Hank Williams III's grandaddy was the most famous musician of his age and genre. That man, Hank Williams, dies of alcohol poisoning at the age of 29. In that brief life he would place no less than 35 singles in the C&W Top 10. Hank Williams' son, Jr., struggles to get out of dad's inescapable shadow. Like his dad, Hank Jr. struggles with alcohol and drugs. Then he suffers a near fatal accident as he falls off a mountain (yep, that's right, a mountain). It leaves his face seriously disfigured. He rebounds to make a living by selling a rowdy, hell raising, damn the torpedoes image.
Hank III, a dead ringer for his grandfather, has fought his own demons and seems to also be caught in the shadow of his namesake grandfather. Drugs, alcohol and wild nights are part of Hank III's lore, just as it was for grand-daddy and dad. Can III escape it? Does he want to escape the family tradition? It's hard to tell and it is certainly not for me to try to act like I know.

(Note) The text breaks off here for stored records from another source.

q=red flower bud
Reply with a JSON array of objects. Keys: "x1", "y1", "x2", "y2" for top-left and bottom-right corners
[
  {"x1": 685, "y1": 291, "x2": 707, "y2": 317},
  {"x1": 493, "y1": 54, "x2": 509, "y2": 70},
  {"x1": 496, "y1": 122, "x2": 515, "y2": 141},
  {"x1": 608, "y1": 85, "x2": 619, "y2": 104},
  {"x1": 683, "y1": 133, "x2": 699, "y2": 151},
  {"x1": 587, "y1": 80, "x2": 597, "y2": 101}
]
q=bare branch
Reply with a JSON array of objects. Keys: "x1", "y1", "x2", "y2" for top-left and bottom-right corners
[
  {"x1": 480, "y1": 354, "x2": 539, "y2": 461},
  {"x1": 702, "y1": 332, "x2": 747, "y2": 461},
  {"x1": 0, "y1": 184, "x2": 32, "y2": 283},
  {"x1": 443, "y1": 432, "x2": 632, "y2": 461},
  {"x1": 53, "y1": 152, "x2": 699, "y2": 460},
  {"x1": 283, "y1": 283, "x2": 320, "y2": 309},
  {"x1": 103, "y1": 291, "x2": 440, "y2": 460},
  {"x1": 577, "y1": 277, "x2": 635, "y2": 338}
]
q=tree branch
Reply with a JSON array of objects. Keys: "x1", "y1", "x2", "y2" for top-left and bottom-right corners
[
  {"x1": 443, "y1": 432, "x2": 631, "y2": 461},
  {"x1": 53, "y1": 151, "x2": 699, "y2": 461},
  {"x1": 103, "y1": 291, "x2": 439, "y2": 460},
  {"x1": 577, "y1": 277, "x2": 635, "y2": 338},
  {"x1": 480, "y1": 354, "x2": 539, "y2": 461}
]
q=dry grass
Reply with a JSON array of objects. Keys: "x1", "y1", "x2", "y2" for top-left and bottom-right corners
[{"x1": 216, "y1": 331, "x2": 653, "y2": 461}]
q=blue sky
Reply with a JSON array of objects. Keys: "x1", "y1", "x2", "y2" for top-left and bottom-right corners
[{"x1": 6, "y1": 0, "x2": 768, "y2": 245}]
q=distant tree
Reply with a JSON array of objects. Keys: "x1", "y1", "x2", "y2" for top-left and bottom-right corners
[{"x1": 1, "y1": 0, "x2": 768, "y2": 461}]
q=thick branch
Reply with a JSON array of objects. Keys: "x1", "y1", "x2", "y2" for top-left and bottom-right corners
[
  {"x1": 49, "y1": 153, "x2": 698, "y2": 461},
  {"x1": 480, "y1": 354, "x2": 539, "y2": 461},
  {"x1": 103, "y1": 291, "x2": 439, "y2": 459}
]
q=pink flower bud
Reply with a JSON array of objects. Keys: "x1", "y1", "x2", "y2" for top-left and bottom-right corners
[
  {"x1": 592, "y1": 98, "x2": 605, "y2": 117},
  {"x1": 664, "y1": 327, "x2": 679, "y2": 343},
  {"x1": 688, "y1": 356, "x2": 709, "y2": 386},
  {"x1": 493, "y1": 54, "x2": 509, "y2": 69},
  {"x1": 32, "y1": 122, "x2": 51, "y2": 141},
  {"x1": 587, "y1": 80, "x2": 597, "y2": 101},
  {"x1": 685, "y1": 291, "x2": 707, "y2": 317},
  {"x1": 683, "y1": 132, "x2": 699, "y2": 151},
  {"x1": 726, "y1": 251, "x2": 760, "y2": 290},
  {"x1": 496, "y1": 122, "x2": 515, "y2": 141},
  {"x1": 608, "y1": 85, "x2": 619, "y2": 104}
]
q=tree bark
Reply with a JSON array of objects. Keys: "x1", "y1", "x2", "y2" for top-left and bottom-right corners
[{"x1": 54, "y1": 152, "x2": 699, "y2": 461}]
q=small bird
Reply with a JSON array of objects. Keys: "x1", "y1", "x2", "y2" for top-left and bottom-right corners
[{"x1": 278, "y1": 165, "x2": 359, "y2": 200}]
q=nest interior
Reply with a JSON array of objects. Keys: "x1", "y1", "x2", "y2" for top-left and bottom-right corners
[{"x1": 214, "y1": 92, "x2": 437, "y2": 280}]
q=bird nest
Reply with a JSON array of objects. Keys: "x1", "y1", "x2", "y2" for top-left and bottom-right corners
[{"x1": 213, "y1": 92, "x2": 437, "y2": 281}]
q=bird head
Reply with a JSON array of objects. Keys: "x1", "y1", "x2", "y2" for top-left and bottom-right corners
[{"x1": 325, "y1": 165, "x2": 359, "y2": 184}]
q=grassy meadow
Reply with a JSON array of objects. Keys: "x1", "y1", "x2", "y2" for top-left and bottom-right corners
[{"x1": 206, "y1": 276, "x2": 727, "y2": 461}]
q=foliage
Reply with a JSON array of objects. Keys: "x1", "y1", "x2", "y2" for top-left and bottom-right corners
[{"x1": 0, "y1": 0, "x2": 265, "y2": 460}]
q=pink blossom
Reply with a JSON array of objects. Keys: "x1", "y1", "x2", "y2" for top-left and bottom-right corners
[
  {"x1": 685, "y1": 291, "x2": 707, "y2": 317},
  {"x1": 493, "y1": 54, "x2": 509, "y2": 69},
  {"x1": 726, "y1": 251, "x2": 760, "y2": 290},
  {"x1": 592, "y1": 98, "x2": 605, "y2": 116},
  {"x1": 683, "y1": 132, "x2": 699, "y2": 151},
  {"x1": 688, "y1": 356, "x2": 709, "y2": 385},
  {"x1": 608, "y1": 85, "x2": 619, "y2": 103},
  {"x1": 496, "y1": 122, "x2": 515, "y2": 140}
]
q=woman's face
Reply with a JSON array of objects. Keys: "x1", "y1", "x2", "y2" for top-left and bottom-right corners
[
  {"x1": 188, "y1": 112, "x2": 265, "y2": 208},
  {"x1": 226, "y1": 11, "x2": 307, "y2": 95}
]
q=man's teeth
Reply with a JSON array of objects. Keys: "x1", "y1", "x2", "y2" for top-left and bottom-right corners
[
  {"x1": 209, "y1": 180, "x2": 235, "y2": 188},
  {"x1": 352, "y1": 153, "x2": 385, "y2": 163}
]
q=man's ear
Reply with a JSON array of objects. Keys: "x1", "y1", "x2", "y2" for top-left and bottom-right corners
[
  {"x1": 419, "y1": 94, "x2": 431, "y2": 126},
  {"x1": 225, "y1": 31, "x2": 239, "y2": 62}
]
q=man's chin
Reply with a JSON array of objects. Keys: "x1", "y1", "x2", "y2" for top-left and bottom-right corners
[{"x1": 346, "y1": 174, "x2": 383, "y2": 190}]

At times Hank III's music feels like an angry bender where the singer destroys his room and smashes his mirror as he glimpses not himself, but who he thinks he is supposed to be. A black hole of a ghost from the past. But more and more his music is starting to sound like it is truly an extension of his voice. Raw, rowdy, reflective and without remorse. All those things that his progenitors were. But maybe, just maybe, that IS what he is.
In our SOTW, Country Heroes, Hank III embraces that larger legacy in one of his more mellow songs. One suspect's It's a cathartic moment for him. The whole album from which this is extracted, Straight To hell, is perhaps cathartic. He recorded and produced it himself with a variety of close friends on a $500 recorder. They worked independent of the label and it feels like the most complete work from III yet. Enjoy.